Für die reich zu bebildernde Chronik wurden per Annonce Praktikanten gesucht. Doch vor dem Hintergrund kritischer Medienberichte weigerte sich der Kommunikationsgestalter, der dann mit der Jubiläums-Schrift – die den Arbeitstitel „Fotobuch“ trug – beauftragte wurde, die NS-Zeit derart auszublenden, wie das in früheren Firmen-Publikationen der Fall war.
Er kündigte an, andernfalls den Werkvertrag zu kündigen. Die Unternehmens-Führung machte darauf hin Zugeständnisse – die sie dem Patriarchen mühsam abtrotzen musste.
Auch Scholz' Bremer Amtskollege ist mittlerweile auf vorsichtige Distanz zu Kühne gegangen, mit dem er noch im Januar auf den Marktplatz einen großen Knopf gedrückt hatte, der das Jubiläumsjahr mit einem mächtigen „Tuuut“ einleitete.
„Für jedes Unternehmen ist es unverzichtbar, sich mit den Facetten der Unternehmens-Geschichte zu beschäftigen“, erklärt Jens Böhrnsen (SPD) auf Nachfrage – „auch mit den möglicherweise dunkleren Kapiteln“. Allerdings, so Böhrnsen weiter, sei es „nicht die Aufgabe des bremischen Senats, zu beurteilen, ob die weltweit agierende Firma mit Sitz in der Schweiz dem ausreichend nachkommt“.

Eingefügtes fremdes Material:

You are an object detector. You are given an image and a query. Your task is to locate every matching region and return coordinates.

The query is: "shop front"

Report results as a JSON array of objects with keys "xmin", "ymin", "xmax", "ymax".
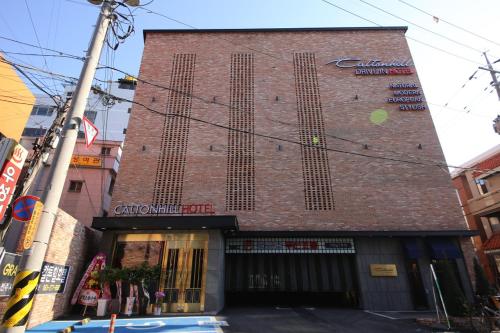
[
  {"xmin": 93, "ymin": 215, "xmax": 472, "ymax": 313},
  {"xmin": 93, "ymin": 216, "xmax": 238, "ymax": 313}
]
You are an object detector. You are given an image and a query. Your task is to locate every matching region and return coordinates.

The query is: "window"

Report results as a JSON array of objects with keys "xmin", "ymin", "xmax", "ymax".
[
  {"xmin": 68, "ymin": 180, "xmax": 83, "ymax": 192},
  {"xmin": 118, "ymin": 79, "xmax": 137, "ymax": 90},
  {"xmin": 101, "ymin": 147, "xmax": 111, "ymax": 156},
  {"xmin": 31, "ymin": 105, "xmax": 56, "ymax": 117},
  {"xmin": 22, "ymin": 127, "xmax": 47, "ymax": 137},
  {"xmin": 83, "ymin": 111, "xmax": 97, "ymax": 122}
]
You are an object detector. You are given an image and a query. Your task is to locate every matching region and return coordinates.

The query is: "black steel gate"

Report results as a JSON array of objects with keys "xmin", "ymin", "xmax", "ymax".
[{"xmin": 225, "ymin": 239, "xmax": 357, "ymax": 307}]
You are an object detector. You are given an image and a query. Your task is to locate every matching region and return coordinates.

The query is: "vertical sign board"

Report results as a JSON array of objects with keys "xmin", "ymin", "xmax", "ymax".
[
  {"xmin": 0, "ymin": 144, "xmax": 28, "ymax": 223},
  {"xmin": 17, "ymin": 201, "xmax": 43, "ymax": 252},
  {"xmin": 83, "ymin": 117, "xmax": 99, "ymax": 148},
  {"xmin": 0, "ymin": 252, "xmax": 21, "ymax": 296},
  {"xmin": 37, "ymin": 261, "xmax": 70, "ymax": 294}
]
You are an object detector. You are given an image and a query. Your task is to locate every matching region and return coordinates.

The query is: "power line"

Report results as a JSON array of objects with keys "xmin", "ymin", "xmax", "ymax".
[
  {"xmin": 359, "ymin": 0, "xmax": 483, "ymax": 54},
  {"xmin": 320, "ymin": 0, "xmax": 482, "ymax": 65},
  {"xmin": 2, "ymin": 50, "xmax": 85, "ymax": 61},
  {"xmin": 0, "ymin": 36, "xmax": 85, "ymax": 59},
  {"xmin": 0, "ymin": 99, "xmax": 33, "ymax": 106},
  {"xmin": 1, "ymin": 52, "xmax": 489, "ymax": 172},
  {"xmin": 398, "ymin": 0, "xmax": 500, "ymax": 46},
  {"xmin": 0, "ymin": 56, "xmax": 60, "ymax": 105},
  {"xmin": 93, "ymin": 83, "xmax": 490, "ymax": 172},
  {"xmin": 24, "ymin": 0, "xmax": 57, "ymax": 91}
]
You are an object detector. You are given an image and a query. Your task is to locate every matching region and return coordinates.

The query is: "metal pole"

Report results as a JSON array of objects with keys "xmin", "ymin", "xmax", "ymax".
[
  {"xmin": 431, "ymin": 264, "xmax": 451, "ymax": 329},
  {"xmin": 483, "ymin": 52, "xmax": 500, "ymax": 100},
  {"xmin": 2, "ymin": 0, "xmax": 112, "ymax": 333}
]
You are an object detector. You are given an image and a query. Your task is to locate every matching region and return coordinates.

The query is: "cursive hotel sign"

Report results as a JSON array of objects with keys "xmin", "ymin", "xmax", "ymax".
[
  {"xmin": 327, "ymin": 58, "xmax": 414, "ymax": 75},
  {"xmin": 113, "ymin": 203, "xmax": 215, "ymax": 216}
]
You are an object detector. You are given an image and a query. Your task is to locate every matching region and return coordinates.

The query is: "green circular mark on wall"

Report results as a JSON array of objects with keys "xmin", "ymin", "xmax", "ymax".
[{"xmin": 370, "ymin": 109, "xmax": 389, "ymax": 125}]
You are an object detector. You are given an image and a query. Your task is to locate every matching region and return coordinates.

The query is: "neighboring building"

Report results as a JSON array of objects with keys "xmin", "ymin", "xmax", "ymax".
[
  {"xmin": 17, "ymin": 80, "xmax": 136, "ymax": 226},
  {"xmin": 451, "ymin": 145, "xmax": 500, "ymax": 286},
  {"xmin": 0, "ymin": 53, "xmax": 35, "ymax": 141},
  {"xmin": 92, "ymin": 27, "xmax": 475, "ymax": 312}
]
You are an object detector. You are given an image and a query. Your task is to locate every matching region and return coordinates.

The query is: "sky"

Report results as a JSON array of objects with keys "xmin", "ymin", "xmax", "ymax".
[{"xmin": 0, "ymin": 0, "xmax": 500, "ymax": 166}]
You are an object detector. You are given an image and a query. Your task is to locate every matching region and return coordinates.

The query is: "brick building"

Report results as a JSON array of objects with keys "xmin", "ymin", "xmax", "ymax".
[
  {"xmin": 93, "ymin": 27, "xmax": 474, "ymax": 312},
  {"xmin": 452, "ymin": 145, "xmax": 500, "ymax": 285}
]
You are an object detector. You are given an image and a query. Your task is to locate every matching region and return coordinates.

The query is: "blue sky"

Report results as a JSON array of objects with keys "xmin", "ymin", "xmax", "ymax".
[{"xmin": 0, "ymin": 0, "xmax": 500, "ymax": 165}]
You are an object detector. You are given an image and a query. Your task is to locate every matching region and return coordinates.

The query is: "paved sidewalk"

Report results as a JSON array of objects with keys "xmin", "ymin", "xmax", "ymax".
[
  {"xmin": 217, "ymin": 307, "xmax": 432, "ymax": 333},
  {"xmin": 27, "ymin": 316, "xmax": 222, "ymax": 333}
]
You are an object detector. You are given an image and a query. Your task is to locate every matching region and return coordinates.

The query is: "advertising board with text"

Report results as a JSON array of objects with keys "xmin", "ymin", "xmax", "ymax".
[{"xmin": 0, "ymin": 144, "xmax": 28, "ymax": 223}]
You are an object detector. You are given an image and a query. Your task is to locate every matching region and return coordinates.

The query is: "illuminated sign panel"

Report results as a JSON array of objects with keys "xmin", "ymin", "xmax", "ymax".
[
  {"xmin": 226, "ymin": 237, "xmax": 356, "ymax": 253},
  {"xmin": 71, "ymin": 155, "xmax": 102, "ymax": 168},
  {"xmin": 327, "ymin": 58, "xmax": 415, "ymax": 75},
  {"xmin": 113, "ymin": 203, "xmax": 215, "ymax": 216}
]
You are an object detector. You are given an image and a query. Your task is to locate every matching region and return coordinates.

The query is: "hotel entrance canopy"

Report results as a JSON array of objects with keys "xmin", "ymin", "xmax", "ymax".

Der Seitenverweis auf die Schweiz dient durchaus nicht nur der Selbst-Entlastung, er ist ein Wink mit dem Zaunpfahl: Seit 1969 residiert das Kühne+Nagel-Headquarter in Schindellegi über dem Zürichsee. Der Umzug war Kühnes erste große strategische Maßnahme, nachdem er drei Jahre zuvor den Vorstandsvorsitz von seinem Vater übernommen hatte.
Neben steuerlichen seien dafür vor allem politische Gründe ausschlaggebend gewesen, bekannte Kühne noch kürzlich: „Wir waren skeptisch, wie sich die Dinge in einer von der SPD geführten Regierung in Deutschland entwickeln würden.“
Auch in der Schweiz ist Kühne mittlerweile nicht mehr vor Unannehmlichkeiten gefeit: Vor Kurzem titelte das dort führende Wirtschaftsmagazin Bilanz: „Kühne+Nagel: Von der Vergangenheit eingeholt“. Und selbst die nur selten politisch offensive Logistik-Fachpresse wie die Deutsche Verkehrs-Zeitung stellte fest: „Das 125-jährige Firmenjubiläum wäre weniger gestört, wenn der Konzern sich seiner Geschichte gestellt hätte“ – wie es beispielsweise für die Deutsche Bahn mittlerweile selbstverständlich sei.
Noch im April hatte Kühne per persönlicher Intervention versucht, die Ausstrahlung einer Dokumentation über die Geschichte seiner Firma zu verhindern: Um „nicht alte Wunden wieder aufzureißen“, solle der Bayerische Rundfunk auf eine Ausstrahlung verzichten. Gestern nun gab es Balsam für die Unternehmer-Seele – wenn auch aus SPD-Hand.